It is that time of year when the Master Gardener information phone starts to ring off the hook. Homeowners who have centipede grass in their yards realize that there is something wrong with the grass. It is dying in places, usually in a circular pattern.

Centipede, as well as the other three warm season grasses, is susceptible to a disease referred to as “large patch.” It is a difficult disease to control and can usually only be controlled in late August through October.

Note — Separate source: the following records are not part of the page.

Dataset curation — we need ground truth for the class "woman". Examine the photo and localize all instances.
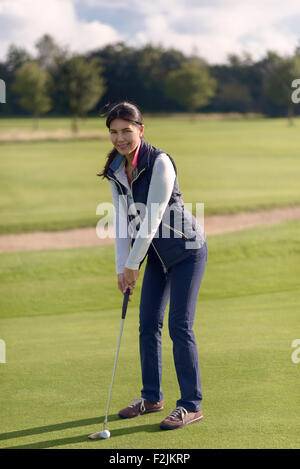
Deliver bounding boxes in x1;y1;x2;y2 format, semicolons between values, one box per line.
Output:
99;102;207;430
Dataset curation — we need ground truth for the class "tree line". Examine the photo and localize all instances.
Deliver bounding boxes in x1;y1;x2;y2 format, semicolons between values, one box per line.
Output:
0;34;300;131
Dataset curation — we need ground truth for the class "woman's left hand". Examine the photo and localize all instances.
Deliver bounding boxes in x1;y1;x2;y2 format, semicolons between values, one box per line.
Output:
123;267;139;293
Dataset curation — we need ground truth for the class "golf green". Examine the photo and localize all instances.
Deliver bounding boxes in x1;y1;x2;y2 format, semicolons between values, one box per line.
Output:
0;221;300;449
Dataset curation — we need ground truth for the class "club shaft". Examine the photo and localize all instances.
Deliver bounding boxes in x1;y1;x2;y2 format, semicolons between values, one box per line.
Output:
104;318;125;430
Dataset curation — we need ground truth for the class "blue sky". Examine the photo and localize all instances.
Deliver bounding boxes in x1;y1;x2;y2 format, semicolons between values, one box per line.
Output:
0;0;300;64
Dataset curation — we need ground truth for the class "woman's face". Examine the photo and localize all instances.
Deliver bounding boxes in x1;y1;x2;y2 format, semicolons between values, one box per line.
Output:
109;118;144;156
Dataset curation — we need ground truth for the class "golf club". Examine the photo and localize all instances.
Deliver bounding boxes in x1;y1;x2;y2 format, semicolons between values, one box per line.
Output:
89;288;130;440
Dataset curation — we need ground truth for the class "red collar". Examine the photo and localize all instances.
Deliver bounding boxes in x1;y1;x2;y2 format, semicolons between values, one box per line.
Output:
132;140;142;168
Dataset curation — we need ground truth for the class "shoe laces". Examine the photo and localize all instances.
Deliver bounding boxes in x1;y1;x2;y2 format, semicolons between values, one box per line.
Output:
129;397;146;412
168;406;188;422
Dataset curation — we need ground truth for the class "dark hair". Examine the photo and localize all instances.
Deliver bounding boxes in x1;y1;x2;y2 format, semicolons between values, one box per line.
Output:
97;101;143;179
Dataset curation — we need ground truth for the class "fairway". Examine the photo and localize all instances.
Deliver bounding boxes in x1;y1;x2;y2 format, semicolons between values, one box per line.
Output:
0;221;300;449
0;117;300;233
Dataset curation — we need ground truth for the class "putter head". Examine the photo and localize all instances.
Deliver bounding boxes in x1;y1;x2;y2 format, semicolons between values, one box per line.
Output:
89;432;102;440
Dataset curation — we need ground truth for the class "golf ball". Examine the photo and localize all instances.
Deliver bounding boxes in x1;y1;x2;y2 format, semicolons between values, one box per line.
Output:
101;430;110;438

Matt Martin, area turf specialist with N.C. State University, has prepared an informational article on the cause and corrective actions concerning large patch. This article will be in two parts:

Large patch is one of the most damaging diseases of warm-season turfgrasses in North Carolina. In turfgrass, it is caused by the fungus Rhizoctonia solani. All commonly cultivated turfgrasses in North Carolina are affected by this disease, but differences in susceptibility exist within the cultivars of the various turfgrass species. 

In warm season turfgrass, St. Augustine, zoysiagrass, and centipedegrass are most susceptible to this disease, while common and hybrid bermudagrass is rarely damaged. Certain species of Rhizoctonia are capable of attacking turfgrass plants from seedling stage to mature plants and are pathogenic over a wide range of environmental conditions. 

Large patch is a soil born disease that will survive from year to year in soil surrounding areas that have been affected by the disease. The disease is present in almost all warm season turf everywhere. However, when conditions for the disease are favorable for development, the environment and the turfgrass health depend on whether it spreads into a pest problem for the turfgrass.

Symptoms

Large patch symptoms vary, depending primarily on turfgrass species and mowing height. Generally, the disease will begin in the late summer when soil temperatures begin to fall below 70 degrees. This will begin in southeastern North Carolina in August and September. 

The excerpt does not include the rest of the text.